Fundamental bleibt das Exportgeschäft jedoch ein stabilisierender Faktor. Mit 1,658 Mio. t lagen die wöchentlichen Verschiffungen zwar knapp 2 Prozent unter Vorwoche, aber rund 9 Prozent über dem Vorjahresniveau. Mexiko, Japan und Kolumbien führten die Käuferliste an. Seit Beginn des Vermarktungsjahres summieren sich die Exporte auf 42,869 Mio. t und liegen damit deutlich über dem Vorjahr, was dem Markt grundsätzlich Unterstützung bietet.
International richtet sich der Blick nach Brasilien.
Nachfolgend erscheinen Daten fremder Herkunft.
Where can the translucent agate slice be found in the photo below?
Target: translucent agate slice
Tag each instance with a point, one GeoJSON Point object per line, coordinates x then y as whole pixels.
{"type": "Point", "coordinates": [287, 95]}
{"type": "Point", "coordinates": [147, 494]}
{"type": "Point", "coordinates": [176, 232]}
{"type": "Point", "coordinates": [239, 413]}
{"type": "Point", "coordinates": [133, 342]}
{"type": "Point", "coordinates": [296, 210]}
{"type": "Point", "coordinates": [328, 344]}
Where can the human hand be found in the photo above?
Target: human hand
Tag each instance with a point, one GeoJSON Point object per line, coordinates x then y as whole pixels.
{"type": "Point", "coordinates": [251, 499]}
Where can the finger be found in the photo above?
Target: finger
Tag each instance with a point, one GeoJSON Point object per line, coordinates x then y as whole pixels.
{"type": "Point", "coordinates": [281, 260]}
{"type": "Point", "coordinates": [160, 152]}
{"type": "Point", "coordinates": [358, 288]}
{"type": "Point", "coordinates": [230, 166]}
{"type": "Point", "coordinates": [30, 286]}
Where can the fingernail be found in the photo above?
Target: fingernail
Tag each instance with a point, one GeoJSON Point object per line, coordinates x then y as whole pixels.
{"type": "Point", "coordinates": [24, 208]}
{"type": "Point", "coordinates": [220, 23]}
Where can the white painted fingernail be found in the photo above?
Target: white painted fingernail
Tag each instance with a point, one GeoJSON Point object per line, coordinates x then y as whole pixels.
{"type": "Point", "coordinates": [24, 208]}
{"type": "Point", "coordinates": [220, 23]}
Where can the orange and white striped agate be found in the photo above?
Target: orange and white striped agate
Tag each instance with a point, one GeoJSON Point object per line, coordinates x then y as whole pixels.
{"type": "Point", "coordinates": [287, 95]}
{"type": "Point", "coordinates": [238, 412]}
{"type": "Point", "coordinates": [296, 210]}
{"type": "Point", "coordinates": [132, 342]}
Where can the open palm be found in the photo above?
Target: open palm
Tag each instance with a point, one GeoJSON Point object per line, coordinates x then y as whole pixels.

Die Maisernte der ersten Ernte kommt mit 50 Prozent deutlich langsamer voran als im Vorjahr. Auch die Aussaat der zweiten Ernte hinkt hinterher. Diese Verzögerungen könnten perspektivisch bullische Impulse liefern, aktuell dominieren jedoch makroökonomischer Druck und schwache Vorgaben aus verwandten Märkten das Geschehen. Auch in Paris rutschen deswegen die Kurse, sodass der Mai um 3,50 € fällt auf 208,50 €/t.